Does a project brief, report, or email need more clarification? Is there something you need to chat through before you can take the next step?

Rather than adding to the flurry of digital messages, hop on a call. A five- to ten-minute conversation is all it takes, in most cases, to get clarity.

This is especially important for highly collaborative teams. A quick follow-up meeting can prevent multiple members of a team from heading down the wrong path. 

3. Monthly status updates

Sometimes, a particularly important project deserves its own series of meetings. To keep long-term initiatives on track, consider scheduling monthly or quarterly meetings to touch base. 

What sorts of projects do these meetings make sense for? Marketing campaigns, sales strategies, and product development are common ones. Recruitment and cultural curation initiatives also deserve periodic updates.

Because these meetings happen less frequently, take steps to prevent poor time management. Prepare an agenda with clear action items beforehand. Know who plans to present, and ask them to send summaries of those presentations to the team afterward. Be sure to make time for participants’ questions or concerns. 

4. Brainstorms

The hardest part of any project is starting it. Keep your remote team’s productivity high with opportunities to brainstorm around roadblocks. Virtual brainstorm sessions should last anywhere from fifteen to thirty minutes, allowing team members to generate and share project-related ideas freely. 

In these meetings, visual aids are great ways to jog ideas. Consider conducting your virtual brainstorms via videoconference in a room with a whiteboard. At the very least, use screen-sharing so everyone can see the notes and ideas generated so far. 

5. Leadership Q&As

Remote team members get less (and in some cases, no) face time with managers and executives. A great way to maintain communication between them is with Q&A sessions. These types of meetings are best used to discuss team-wide concerns and ongoing cultural issues. Just be sure to schedule them well in advance so workers can prepare questions and leaders can think through their talking points. 

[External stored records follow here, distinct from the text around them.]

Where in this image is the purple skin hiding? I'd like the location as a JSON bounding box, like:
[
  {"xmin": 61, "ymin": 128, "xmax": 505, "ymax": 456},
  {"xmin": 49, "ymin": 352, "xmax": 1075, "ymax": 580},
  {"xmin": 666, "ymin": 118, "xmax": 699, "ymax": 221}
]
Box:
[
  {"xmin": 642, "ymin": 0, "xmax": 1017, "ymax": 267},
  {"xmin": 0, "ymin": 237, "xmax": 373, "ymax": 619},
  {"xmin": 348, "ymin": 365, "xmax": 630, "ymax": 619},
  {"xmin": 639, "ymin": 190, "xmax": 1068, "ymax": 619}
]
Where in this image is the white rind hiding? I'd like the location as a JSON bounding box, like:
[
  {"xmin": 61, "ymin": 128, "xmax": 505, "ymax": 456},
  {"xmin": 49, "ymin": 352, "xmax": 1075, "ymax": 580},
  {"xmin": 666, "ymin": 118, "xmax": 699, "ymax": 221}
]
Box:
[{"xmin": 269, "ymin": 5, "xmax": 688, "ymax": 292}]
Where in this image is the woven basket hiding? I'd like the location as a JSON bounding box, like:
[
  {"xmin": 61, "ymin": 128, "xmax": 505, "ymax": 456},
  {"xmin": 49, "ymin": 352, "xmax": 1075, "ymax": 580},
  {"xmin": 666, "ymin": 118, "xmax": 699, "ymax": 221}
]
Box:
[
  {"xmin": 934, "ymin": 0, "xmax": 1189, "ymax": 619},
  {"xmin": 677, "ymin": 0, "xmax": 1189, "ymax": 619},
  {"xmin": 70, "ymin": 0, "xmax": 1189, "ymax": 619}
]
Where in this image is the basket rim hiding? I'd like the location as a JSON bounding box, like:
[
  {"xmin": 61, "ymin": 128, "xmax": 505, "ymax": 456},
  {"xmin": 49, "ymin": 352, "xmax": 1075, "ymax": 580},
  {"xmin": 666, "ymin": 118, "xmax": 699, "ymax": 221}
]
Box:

If your company works with subject matter experts, Q&A sessions can also be used to share specialists’ advice with the rest of the team. Employees may not need to understand every detail, but they should be able to get their questions answered. 

6. Cross-team collaborations 

When two or more teams are working on the same project, they need to set common goals and track progress together. Get both groups together to talk through challenges and workflows.

Perhaps your web and product teams are working on an e-commerce launch. Key players from both teams should share their strategies and discuss how the other can help. On-site product details should match the product’s actual functionality.

Schedule these conversations for 15, 30, or 45 minutes. Anything longer should be split into multiple meetings, and anything shorter should be treated as a check-in meeting. Timed right, collaborative meetings boost quality of work and efficiency. 

Remote workers may be physically separated, but that shouldn’t get in the way of their productivity. Scheduling meetings strategically is the best way to keep everyone working well together. And that sort of collaboration is how companies stay ahead of the curve.